Cindy’s story ends within the first few pages, and she believes that she could put her story together with Neil’s to create a great film. However, she is left out of the next few chapters, which focus primarily on John William’s transformation into the hermit of the Hoh. Neil returned home from Europe, in the early 70’s, and to his surprise he had received a postcard that read,

COUNTRYMAN—

AT BADEN-BADEN THROUGH 9/4 THEN GOIN’
TO GET EJUKATID.
GET OUT HERE BEFORE IT’S TOO LATE.

BLOOD,
SIMON MAGUS (87).


Neil spent many days working on what John William meant by this letter, eventually he just gave up and decided to concentrate his efforts on getting in touch with Jamie. One day, after he had been with Jamie for many other days before, the paper made an announcement of the death of the “heiress to a considerable fortune, Dorothy Best Worthington” (94). Mrs. Worthington was the grandmother of John William, who now was the heir to the family fortune, behind his mother, Mrs. Worthington’s daughter. John William, the man who was to become a forest-dweller was now one of the richest people in Seattle.
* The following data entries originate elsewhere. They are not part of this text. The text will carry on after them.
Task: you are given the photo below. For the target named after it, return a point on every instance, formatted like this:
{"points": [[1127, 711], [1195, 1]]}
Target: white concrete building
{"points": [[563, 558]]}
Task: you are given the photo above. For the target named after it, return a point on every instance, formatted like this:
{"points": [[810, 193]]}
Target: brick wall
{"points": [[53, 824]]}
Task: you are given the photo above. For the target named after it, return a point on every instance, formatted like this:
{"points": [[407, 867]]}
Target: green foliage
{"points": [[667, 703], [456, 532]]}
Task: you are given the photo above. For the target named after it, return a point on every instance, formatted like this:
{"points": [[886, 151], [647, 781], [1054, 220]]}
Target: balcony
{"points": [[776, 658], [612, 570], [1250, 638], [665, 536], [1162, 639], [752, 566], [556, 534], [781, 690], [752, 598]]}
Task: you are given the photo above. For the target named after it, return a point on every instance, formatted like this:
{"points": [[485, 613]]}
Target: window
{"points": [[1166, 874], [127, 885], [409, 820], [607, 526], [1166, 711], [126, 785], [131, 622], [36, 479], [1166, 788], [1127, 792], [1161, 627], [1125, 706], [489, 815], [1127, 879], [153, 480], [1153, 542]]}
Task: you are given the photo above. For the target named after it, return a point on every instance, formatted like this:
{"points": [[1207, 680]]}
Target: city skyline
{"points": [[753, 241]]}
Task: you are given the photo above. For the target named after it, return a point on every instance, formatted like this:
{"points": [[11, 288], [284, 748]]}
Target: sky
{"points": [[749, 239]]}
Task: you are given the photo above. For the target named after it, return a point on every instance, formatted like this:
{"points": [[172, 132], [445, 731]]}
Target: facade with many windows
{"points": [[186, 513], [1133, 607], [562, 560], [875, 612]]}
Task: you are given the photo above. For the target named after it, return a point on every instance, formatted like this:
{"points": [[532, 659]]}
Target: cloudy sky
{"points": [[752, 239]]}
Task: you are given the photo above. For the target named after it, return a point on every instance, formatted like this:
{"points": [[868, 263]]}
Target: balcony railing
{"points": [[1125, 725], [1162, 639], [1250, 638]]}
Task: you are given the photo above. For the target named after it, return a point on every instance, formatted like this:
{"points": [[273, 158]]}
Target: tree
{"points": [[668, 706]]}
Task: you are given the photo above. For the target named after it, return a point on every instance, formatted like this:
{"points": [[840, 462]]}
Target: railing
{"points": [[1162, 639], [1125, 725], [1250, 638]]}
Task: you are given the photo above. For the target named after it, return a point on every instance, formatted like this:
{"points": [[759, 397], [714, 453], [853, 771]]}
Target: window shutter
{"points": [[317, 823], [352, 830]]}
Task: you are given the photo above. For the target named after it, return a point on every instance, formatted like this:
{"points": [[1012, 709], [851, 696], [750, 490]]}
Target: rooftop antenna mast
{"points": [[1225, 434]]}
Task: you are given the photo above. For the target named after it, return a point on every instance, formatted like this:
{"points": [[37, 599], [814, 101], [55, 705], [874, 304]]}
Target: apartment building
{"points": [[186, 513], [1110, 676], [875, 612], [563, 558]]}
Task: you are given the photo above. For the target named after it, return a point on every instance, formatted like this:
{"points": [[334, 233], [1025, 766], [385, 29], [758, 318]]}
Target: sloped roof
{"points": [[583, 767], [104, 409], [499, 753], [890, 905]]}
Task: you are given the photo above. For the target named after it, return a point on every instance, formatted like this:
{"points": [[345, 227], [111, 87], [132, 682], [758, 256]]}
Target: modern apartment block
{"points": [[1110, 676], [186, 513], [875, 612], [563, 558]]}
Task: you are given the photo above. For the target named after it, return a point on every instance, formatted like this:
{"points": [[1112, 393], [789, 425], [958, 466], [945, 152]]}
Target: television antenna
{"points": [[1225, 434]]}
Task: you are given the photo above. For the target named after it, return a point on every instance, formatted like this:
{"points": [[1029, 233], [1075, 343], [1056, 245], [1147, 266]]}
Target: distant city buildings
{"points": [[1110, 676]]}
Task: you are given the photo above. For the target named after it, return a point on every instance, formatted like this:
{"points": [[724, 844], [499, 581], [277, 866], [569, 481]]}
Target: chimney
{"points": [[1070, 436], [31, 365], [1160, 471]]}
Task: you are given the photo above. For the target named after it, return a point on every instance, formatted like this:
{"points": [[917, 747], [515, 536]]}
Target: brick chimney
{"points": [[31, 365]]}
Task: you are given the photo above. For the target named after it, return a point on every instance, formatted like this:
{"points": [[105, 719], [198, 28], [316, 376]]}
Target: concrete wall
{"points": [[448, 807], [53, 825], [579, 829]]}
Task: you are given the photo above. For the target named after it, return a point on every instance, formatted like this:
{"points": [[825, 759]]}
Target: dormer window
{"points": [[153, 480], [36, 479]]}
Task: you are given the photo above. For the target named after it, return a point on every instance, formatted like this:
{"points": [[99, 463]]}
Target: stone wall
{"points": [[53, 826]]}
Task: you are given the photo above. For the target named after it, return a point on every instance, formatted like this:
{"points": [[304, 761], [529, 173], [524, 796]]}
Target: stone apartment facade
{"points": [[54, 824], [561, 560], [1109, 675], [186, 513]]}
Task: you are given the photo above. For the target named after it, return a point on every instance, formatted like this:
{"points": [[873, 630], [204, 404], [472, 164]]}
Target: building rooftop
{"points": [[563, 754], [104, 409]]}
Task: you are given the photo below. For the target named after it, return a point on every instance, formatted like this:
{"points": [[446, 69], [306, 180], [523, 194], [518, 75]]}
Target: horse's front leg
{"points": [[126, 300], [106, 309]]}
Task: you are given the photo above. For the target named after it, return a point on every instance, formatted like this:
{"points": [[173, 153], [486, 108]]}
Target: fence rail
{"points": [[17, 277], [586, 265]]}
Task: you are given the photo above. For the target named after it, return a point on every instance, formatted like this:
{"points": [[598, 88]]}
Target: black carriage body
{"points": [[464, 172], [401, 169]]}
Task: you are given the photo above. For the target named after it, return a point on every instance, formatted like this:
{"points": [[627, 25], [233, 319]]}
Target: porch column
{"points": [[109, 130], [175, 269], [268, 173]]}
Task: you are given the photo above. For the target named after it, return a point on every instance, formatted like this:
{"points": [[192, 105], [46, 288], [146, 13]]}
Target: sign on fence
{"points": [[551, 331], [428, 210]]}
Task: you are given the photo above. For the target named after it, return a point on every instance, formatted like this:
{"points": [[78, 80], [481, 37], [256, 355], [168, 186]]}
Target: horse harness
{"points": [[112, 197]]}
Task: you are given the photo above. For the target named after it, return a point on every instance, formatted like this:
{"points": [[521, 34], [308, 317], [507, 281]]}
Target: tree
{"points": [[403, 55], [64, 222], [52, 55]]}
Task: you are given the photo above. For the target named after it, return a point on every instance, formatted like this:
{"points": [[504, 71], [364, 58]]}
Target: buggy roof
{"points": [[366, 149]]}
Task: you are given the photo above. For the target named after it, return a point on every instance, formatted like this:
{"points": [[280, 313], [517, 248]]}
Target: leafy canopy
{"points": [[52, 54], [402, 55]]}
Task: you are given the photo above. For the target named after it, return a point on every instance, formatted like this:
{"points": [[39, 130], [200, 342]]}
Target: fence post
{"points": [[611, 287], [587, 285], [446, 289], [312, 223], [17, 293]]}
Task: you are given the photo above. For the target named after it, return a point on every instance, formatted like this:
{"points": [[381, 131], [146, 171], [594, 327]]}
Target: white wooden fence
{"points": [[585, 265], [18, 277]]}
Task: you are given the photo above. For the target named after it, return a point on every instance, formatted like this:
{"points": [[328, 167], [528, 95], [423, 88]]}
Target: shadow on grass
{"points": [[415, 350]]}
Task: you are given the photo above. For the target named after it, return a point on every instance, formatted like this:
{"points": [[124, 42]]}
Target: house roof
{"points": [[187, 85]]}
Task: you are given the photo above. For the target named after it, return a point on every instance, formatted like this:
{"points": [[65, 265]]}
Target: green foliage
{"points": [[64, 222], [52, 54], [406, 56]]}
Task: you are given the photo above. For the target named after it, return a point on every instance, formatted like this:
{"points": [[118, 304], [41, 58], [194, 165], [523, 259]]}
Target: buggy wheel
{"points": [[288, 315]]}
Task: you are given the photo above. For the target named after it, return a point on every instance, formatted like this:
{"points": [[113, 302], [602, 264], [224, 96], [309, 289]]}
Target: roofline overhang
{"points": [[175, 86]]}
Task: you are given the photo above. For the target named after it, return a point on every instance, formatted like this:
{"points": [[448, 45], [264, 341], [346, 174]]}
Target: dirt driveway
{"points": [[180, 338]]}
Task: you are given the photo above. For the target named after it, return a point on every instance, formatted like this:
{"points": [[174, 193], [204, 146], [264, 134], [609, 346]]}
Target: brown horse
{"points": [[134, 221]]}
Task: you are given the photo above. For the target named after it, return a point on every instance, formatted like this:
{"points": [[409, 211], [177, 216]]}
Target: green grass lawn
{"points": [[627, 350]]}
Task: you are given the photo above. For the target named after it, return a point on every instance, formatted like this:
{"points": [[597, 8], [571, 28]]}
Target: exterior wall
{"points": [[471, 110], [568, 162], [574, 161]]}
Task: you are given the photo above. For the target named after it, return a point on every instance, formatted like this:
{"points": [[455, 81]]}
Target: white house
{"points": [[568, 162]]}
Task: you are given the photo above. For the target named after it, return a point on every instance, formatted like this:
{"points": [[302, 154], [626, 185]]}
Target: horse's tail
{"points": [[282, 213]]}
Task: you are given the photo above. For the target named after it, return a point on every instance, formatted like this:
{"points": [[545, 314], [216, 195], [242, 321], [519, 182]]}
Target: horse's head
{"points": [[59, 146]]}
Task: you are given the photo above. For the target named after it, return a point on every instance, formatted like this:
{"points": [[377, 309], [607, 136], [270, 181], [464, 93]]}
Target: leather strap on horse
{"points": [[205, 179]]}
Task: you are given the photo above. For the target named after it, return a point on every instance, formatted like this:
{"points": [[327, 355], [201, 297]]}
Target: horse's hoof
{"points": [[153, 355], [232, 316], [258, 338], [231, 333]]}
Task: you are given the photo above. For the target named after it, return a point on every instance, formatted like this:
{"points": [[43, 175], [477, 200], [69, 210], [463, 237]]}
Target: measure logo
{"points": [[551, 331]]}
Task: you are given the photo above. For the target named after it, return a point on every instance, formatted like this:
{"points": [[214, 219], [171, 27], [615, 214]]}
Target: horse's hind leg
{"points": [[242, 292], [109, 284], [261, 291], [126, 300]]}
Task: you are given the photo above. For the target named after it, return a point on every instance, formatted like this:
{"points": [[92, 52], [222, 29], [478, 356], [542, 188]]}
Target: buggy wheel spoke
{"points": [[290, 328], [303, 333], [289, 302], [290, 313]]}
For whatever reason, 9/4 came and went without Neil noticing, and John William remained true to his word, he went to Reed College to get an education. However, only four months later, John William had quit school and bought an acre of land on the Hoh.


Neil went to visit John William on his land by the Hoh, and they, of course, smoked some dope and got completely wasted, while they hiked to the site of their blood pact. When they arrived at the site, “John William announced that he was excavating a ‘cliff dwelling.’” (114). Neil helped John William with the excavation whenever he visited, however he began to dislike the work, claiming that the simile “Like striking stone” meant to be getting nowhere, which is exactly how he felt about this project. As usual, John William was upset with Neil because he was wasting his time with the crap he was taught in school, how it was apparently utterly useless. The line that John William had written down about six months ago, resonated in his head during his class lecture, and he realized that he had, many times, thought of “striking out on a new path…COUNTRYMAN—GET OUT HERE BEFORE IT’S TOO LATE. There was more to that than I realized” (117).